Quant aux droits nouveaux pour l’opposition, qui devaient symboliser la revalorisation du Parlement, ils sont renvoyés ou plutôt relégués, sans aucune garantie, dans le règlement de chaque assemblée ; cela signifie qu’ils dépendront exclusivement du bon plaisir de la majorité. Nous savons au Sénat ce que cela nous réserve.
Même la journée dont l’ordre du jour devait être concédé à l’opposition n’a pas survécu dans son intégralité. C’était sans doute trop pour vous ! Le temps sera partagé avec les groupes minoritaires qui, certes, ne se revendiquent pas de la majorité, mais la soutiennent néanmoins la plupart du temps. La portion congrue que vous réserviez à l’opposition était encore trop importante. Vous l’avez diminuée et, si j’ai bien compris votre sens de l’humour, au nom de « l’amélioration du pluralisme ».
Pour couronner le tout, vous mettez en cause le droit d’amendement, dont les conditions d’exercice seront fixées par le règlement des assemblées. Quelles garanties pour l’opposition ? Aucune ! Rien, dans le projet de révision, ne peut assurer à un parlementaire qu’il conservera, en séance publique, cette liberté d’expression individuelle qui est la caractéristique fondamentale d’un régime démocratique. Là encore, un droit qui devrait être imprescriptible dépendra du bon plaisir de la majorité de chaque assemblée.
Si c’est avec ces différentes mesures que vous pensez entraîner notre adhésion, vous faites fausse route !

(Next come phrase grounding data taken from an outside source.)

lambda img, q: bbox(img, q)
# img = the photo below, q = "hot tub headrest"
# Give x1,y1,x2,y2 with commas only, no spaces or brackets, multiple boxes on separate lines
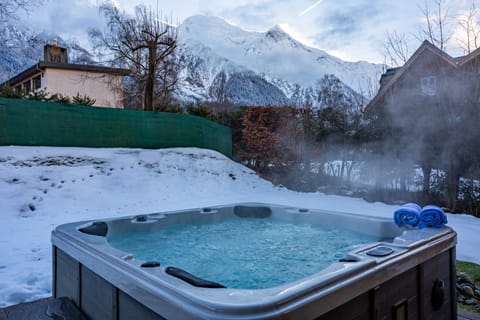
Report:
79,221,108,237
234,205,271,218
166,266,226,288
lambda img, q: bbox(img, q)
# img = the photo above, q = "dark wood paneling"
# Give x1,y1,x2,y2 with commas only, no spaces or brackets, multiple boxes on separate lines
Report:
373,267,419,320
420,250,453,320
118,291,166,320
315,292,370,320
81,266,117,320
55,249,80,306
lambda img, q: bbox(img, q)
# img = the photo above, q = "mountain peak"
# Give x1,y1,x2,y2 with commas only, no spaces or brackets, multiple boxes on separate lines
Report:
179,14,255,47
265,24,291,42
268,24,286,33
176,14,382,99
182,15,232,28
180,14,250,37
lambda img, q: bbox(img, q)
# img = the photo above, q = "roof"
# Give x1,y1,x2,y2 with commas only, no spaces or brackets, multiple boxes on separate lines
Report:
2,62,130,87
458,46,480,66
365,40,459,112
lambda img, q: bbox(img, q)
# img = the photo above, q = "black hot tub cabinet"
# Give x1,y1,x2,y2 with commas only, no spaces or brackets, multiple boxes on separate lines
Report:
51,203,457,320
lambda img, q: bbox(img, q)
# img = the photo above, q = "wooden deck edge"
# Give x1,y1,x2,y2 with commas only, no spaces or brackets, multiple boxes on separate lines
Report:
0,297,87,320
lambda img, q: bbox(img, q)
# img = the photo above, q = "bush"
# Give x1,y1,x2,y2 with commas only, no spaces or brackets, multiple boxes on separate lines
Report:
26,90,49,101
0,85,23,99
47,93,71,104
72,93,96,106
156,103,184,114
186,104,218,121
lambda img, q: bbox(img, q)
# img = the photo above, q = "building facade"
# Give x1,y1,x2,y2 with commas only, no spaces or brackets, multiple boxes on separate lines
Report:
366,40,480,114
365,40,480,209
2,43,129,108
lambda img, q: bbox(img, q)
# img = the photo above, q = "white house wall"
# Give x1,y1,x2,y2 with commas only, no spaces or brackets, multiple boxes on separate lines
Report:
42,69,124,108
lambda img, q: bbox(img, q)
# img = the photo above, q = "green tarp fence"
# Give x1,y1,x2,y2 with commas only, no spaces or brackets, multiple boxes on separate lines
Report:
0,98,232,157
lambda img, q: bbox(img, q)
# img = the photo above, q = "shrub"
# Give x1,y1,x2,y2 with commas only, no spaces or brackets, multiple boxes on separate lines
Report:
26,90,49,101
186,104,218,121
47,93,71,104
0,85,23,99
156,103,184,114
72,93,96,106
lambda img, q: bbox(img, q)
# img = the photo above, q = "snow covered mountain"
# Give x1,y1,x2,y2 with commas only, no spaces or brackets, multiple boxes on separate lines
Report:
175,15,383,108
1,15,382,109
0,22,95,83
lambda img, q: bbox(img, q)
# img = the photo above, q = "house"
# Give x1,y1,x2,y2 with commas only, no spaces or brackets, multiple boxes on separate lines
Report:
366,40,480,114
365,40,480,208
2,41,129,108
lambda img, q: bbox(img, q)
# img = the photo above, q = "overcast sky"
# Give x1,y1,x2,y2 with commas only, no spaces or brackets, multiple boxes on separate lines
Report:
17,0,477,63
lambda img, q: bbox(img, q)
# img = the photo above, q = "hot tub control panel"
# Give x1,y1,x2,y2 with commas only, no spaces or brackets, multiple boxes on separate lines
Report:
366,246,395,257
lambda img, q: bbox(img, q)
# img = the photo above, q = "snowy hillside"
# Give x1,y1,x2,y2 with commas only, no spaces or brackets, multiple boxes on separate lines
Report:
0,146,479,307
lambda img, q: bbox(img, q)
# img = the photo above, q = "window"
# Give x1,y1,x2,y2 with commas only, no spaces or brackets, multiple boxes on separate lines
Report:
33,76,41,90
421,76,436,96
23,80,31,94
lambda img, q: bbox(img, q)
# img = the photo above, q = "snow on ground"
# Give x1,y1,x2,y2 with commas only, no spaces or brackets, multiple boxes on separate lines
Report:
0,146,479,307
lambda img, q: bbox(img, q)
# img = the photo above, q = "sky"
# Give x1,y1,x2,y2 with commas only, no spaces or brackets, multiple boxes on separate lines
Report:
16,0,478,63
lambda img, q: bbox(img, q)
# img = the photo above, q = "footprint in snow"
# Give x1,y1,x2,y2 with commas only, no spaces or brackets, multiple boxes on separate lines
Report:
9,178,20,184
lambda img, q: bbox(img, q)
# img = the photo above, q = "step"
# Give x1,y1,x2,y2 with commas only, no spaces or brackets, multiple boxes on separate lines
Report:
0,297,87,320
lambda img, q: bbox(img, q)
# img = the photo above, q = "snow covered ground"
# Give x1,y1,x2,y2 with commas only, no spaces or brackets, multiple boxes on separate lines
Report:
0,146,479,307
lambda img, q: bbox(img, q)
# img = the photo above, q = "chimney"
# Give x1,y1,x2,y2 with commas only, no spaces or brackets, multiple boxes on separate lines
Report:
44,39,68,63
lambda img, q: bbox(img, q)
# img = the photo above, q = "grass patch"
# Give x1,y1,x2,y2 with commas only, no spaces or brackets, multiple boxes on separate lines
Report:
457,261,480,281
456,260,480,314
459,304,479,314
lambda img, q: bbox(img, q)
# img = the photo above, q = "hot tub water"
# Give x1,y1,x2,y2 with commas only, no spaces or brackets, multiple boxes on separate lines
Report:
107,217,379,289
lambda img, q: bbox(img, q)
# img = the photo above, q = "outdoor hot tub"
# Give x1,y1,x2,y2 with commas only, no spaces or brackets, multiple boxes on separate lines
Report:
51,203,457,320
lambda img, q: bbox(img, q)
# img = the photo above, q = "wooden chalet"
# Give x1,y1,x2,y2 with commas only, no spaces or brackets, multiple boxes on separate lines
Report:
366,40,480,117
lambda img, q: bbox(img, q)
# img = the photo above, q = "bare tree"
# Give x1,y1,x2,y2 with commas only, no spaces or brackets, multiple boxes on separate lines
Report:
156,51,178,106
356,71,382,104
0,0,43,22
383,31,411,67
89,2,178,111
0,0,27,21
417,0,453,51
456,3,480,54
382,0,460,67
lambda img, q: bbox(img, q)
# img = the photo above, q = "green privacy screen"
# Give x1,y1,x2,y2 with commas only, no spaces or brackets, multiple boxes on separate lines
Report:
0,98,232,157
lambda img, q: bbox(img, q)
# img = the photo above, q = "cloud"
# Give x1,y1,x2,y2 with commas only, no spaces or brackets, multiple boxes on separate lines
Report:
314,1,384,41
218,0,306,31
12,0,477,63
18,0,104,47
305,0,421,62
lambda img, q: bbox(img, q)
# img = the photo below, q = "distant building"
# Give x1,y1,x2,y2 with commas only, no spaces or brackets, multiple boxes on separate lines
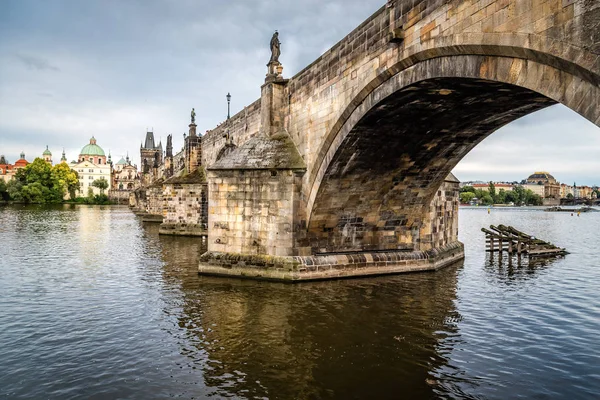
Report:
42,146,53,165
0,155,14,183
471,183,515,192
0,152,29,183
524,171,560,199
71,137,111,196
140,131,162,179
112,155,139,191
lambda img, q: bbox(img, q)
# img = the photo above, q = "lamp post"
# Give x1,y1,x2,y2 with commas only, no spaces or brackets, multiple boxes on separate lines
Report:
226,92,231,120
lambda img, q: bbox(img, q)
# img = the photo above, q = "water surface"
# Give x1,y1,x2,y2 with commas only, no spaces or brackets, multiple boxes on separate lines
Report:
0,204,598,399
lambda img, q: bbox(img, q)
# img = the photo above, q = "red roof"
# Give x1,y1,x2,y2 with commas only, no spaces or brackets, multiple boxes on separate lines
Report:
14,159,29,168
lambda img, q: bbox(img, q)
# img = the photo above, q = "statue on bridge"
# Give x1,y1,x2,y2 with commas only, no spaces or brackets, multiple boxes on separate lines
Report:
269,31,280,64
190,108,196,124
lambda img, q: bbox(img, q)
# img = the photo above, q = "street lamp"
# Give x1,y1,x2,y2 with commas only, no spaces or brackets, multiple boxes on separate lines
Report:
226,92,231,120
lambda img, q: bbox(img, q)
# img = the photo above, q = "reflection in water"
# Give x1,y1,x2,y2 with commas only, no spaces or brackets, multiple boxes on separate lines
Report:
154,234,461,399
2,206,599,400
484,253,562,285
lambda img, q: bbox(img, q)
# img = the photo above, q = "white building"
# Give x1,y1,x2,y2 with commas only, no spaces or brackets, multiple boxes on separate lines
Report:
71,137,111,197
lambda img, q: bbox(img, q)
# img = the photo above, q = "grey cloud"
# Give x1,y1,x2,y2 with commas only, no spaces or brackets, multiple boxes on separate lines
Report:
16,53,60,71
1,0,599,185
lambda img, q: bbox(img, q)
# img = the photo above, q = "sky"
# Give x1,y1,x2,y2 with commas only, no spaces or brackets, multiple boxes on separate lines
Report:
0,0,598,185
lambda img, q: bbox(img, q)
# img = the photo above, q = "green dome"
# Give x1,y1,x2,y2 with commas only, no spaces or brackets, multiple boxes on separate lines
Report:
116,157,127,165
80,137,105,156
43,145,52,156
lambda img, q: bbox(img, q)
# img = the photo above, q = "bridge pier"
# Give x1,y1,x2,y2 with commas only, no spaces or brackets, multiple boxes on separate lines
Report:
199,174,463,281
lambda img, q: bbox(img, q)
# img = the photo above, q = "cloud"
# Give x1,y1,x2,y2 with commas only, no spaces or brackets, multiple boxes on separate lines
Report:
0,0,598,185
15,53,60,71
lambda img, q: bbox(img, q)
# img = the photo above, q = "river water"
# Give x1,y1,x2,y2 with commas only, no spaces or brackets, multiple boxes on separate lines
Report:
0,205,598,399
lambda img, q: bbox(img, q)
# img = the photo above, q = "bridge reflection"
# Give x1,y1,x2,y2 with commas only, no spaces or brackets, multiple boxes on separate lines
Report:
155,233,463,399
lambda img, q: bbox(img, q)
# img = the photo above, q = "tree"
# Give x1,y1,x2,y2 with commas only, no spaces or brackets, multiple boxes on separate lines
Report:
92,178,109,195
6,179,23,202
23,158,53,187
460,185,475,193
0,180,9,201
481,194,494,205
512,185,526,206
51,163,79,200
496,188,507,204
566,193,574,199
460,192,475,204
505,190,517,204
488,182,496,203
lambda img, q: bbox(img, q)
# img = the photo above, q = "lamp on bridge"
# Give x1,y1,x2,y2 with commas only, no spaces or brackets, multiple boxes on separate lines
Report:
226,92,231,120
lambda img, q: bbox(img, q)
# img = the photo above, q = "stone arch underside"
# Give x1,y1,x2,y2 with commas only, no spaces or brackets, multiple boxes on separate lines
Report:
304,54,599,254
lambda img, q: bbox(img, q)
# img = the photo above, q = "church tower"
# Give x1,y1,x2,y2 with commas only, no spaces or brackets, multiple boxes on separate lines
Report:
43,146,53,165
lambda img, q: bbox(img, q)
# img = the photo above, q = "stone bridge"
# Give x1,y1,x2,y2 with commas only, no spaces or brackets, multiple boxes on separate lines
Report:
198,0,599,280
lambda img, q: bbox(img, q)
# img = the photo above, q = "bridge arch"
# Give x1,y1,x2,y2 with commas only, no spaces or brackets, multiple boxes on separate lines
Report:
305,52,599,254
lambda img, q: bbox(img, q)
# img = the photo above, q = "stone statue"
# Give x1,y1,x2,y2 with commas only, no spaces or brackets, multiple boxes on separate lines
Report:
269,31,280,64
191,108,196,124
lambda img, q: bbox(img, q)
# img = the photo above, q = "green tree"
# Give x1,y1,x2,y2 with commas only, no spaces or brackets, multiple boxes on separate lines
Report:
474,189,487,201
488,182,496,203
523,189,543,206
505,190,517,204
6,179,23,202
24,158,53,187
566,193,574,199
51,163,79,200
0,180,9,201
460,192,475,204
21,182,50,203
460,185,475,193
512,185,526,206
496,188,507,204
92,178,109,195
481,194,494,205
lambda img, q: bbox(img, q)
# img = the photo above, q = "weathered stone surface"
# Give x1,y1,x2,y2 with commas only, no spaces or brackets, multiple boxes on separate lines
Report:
206,168,305,257
196,0,599,280
199,241,464,282
160,170,208,236
159,223,207,236
210,132,306,171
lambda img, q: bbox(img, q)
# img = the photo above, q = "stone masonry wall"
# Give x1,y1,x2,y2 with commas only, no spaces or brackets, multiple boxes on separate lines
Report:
163,183,208,228
201,100,262,167
146,185,165,216
419,175,460,251
207,169,304,257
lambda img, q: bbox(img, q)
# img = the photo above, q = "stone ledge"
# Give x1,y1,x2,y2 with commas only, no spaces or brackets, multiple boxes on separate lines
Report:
159,223,207,237
141,214,164,223
198,241,464,282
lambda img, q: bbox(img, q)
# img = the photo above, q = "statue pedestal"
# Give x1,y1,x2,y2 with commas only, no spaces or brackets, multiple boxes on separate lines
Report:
266,61,283,82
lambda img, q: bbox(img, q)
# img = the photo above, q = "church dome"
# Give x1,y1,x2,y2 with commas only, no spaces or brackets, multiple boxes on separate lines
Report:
80,136,105,156
526,171,557,184
43,146,52,156
527,171,555,181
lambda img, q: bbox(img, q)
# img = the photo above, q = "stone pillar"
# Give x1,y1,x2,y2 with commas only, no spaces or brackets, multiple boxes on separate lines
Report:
199,59,311,279
260,62,286,138
185,123,201,173
418,174,460,251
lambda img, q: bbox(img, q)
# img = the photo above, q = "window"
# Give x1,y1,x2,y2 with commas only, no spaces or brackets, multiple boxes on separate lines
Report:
89,169,94,173
89,176,93,180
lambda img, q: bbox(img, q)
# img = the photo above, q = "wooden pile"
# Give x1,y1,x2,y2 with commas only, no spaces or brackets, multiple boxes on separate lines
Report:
482,225,568,257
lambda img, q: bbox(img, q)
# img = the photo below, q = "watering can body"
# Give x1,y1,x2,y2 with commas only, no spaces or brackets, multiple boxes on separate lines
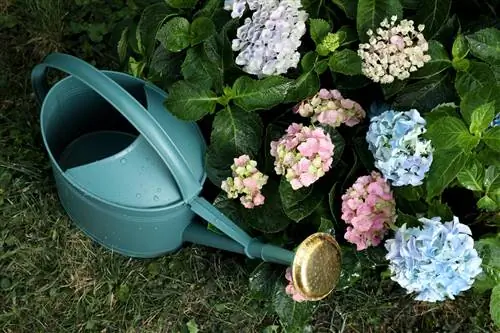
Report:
32,53,341,300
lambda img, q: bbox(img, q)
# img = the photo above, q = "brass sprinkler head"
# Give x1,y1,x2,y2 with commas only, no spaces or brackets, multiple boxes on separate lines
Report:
291,232,342,301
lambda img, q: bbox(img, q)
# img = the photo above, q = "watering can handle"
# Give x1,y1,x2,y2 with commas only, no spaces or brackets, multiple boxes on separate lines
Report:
31,53,202,202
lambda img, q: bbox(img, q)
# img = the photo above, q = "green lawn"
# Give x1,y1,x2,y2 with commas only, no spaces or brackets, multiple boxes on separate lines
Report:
0,1,495,332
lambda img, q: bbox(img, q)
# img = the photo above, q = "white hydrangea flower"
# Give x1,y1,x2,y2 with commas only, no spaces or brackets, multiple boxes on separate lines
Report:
357,16,431,84
225,0,308,77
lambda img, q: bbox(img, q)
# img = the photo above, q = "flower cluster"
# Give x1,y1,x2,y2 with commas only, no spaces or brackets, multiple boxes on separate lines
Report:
270,123,334,190
366,109,433,186
226,0,308,76
294,89,366,128
357,16,431,84
342,171,396,251
491,113,500,128
385,216,483,302
221,155,269,209
285,267,309,302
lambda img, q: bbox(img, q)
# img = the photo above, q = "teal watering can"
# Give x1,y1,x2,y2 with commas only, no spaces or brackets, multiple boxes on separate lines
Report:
31,53,342,300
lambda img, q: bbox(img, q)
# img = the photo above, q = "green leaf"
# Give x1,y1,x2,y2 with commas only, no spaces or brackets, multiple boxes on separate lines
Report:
393,185,424,201
452,34,469,60
213,193,252,234
137,2,174,56
474,236,500,293
414,0,451,39
338,26,359,47
393,73,455,112
396,210,421,228
470,102,495,136
336,246,363,290
425,149,469,200
381,80,406,99
491,284,500,328
193,0,222,18
157,17,190,52
231,76,293,112
460,84,500,125
427,200,453,220
483,127,500,153
117,28,129,64
318,217,334,233
356,0,403,43
242,179,292,233
411,40,451,79
116,284,130,302
284,52,320,102
309,18,331,45
484,165,500,203
322,126,346,166
478,146,500,168
353,135,375,171
477,196,497,211
452,58,470,72
272,281,315,331
328,49,362,75
164,80,217,121
249,263,281,300
128,57,146,77
426,116,480,151
424,102,459,128
466,28,500,66
189,17,216,46
455,61,496,98
331,0,358,19
186,319,199,333
210,106,263,157
457,158,485,191
279,180,323,223
166,0,198,9
181,45,222,92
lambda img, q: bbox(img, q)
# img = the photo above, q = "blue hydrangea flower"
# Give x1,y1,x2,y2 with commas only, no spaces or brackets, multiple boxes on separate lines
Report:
490,113,500,128
366,109,433,186
385,216,483,302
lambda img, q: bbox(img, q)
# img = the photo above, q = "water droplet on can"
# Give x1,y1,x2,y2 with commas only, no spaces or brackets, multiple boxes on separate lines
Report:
153,195,159,201
120,158,127,164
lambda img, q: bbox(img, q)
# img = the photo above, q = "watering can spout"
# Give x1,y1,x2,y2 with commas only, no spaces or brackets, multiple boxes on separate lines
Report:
188,197,342,301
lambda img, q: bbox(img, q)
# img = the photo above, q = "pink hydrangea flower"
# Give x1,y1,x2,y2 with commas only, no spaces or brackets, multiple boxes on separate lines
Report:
294,89,366,128
285,267,308,302
221,155,268,208
341,171,396,251
270,123,334,190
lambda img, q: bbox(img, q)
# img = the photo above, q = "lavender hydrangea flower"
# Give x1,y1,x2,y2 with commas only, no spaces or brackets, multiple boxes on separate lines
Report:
385,216,482,302
491,113,500,128
225,0,308,76
366,109,433,186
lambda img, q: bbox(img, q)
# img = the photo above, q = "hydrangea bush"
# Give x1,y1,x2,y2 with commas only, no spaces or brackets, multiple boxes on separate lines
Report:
121,0,500,329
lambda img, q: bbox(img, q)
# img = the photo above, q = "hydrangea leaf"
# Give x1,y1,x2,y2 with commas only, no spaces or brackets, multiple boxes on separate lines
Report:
426,116,480,152
474,235,500,293
205,106,263,186
427,200,453,220
231,76,293,112
193,0,222,19
414,0,451,39
279,179,323,223
484,166,500,204
460,84,500,125
241,179,292,233
308,18,331,46
470,101,495,136
483,127,500,153
424,103,460,128
455,61,496,98
425,149,470,200
457,158,485,192
165,0,198,9
189,17,216,46
411,40,451,79
331,0,358,19
477,195,497,211
157,16,190,52
356,0,403,43
148,46,184,89
393,73,455,112
181,45,223,93
213,193,252,235
284,52,320,103
318,217,335,233
328,49,362,76
466,28,500,66
381,80,407,99
164,80,218,121
136,2,175,56
452,34,469,60
272,280,316,331
248,263,281,301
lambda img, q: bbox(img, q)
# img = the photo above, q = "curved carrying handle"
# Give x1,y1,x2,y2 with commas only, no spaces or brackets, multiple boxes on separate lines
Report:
31,53,202,202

De plus, des mesures que vous présentez comme des avancées démocratiques ne sont souvent que des trompe-l’œil. Il en est ainsi du droit de véto négatif accordé pour les nominations relevant du chef de l’État. Réunir une majorité des trois cinquièmes pour s’opposer à une nomination, c’est une illusion, un droit formel sans réalité.